Guangjing Wang Assistant Professor @ USF

Python Notes

2019-07-08

Python has many useful packages. In this post, I make some notes about some python modules such as subprocess, paramiko, zipfile, format.

Timeit

timeit is to measure the execution time.

timeit.timeit(stmt='pass', setup='pass', timer=<default timer>, number=1000000)
# Create a Timer instance, and the parameters are: stmt(the function or code segment to be tested), setup (Initilizing code),timer (timer function),number (number of execution);

timeit.repeat(stmt='pass', setup='pass', timer=<default timer>, repeat=3, number=1000000)
# Create a Timer instance, specify the number of repetitions of the entire test, and return a list containing the execution time of each test. Using this function can easily implement the method of averaging multiple tests;

# Example:

def add2(x, c):
    return [xx+c for xx in x]

x = np.random.random(10**5).astype(np.float32).tolist()
t0=timeit.timeit("add2(x,1)", setup="from __main__ import add2, x", number=1000)
print("cost {} seconds ".format(t0))

Numba

Numba translates Python functions to optimized machine code at runtime using the industry-standard LLVM compiler library. JIT, Just-in-time compilation.
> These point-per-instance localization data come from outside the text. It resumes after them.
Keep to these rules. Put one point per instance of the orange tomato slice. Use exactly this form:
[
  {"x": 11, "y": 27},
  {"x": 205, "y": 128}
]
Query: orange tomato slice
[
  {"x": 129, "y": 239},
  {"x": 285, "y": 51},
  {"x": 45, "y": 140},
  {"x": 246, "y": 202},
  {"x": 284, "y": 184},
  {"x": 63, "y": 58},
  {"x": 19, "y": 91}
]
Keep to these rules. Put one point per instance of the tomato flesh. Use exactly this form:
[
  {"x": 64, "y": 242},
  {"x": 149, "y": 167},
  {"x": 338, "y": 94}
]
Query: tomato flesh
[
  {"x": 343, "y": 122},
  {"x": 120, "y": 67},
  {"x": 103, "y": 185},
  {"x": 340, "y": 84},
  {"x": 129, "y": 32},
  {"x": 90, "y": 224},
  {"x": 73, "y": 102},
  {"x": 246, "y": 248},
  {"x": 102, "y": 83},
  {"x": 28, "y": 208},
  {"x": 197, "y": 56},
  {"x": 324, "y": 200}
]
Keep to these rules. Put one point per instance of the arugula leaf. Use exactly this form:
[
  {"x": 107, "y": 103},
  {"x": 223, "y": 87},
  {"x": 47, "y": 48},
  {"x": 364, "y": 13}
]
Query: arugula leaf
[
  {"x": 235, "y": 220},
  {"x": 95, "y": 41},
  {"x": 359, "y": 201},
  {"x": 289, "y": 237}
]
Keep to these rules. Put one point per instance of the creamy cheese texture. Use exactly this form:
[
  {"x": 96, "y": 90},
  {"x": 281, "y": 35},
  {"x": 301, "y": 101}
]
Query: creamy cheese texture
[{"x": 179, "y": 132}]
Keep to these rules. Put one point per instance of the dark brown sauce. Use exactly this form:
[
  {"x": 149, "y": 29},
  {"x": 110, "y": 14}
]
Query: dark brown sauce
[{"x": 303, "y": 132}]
Numba likes loops, numpy functions numpy broadcasting.However, Pandas library is not understood by Numba and as a result Numba would simply run this code via the interpreter but with the added cost of the Numba internal overheads.

@jit(nopython=True) # Set "nopython" mode for best performance

Be careful not to blindly believe in JIT, not everything can be accelerated by JIT. For example, a statement like [[[i,j,0] for j in range(y)] for i in range(x)] is compiled by JIT. It will be slow. Of course, the average test time also includes the time of jit compilation statement, which is relatively time-consuming.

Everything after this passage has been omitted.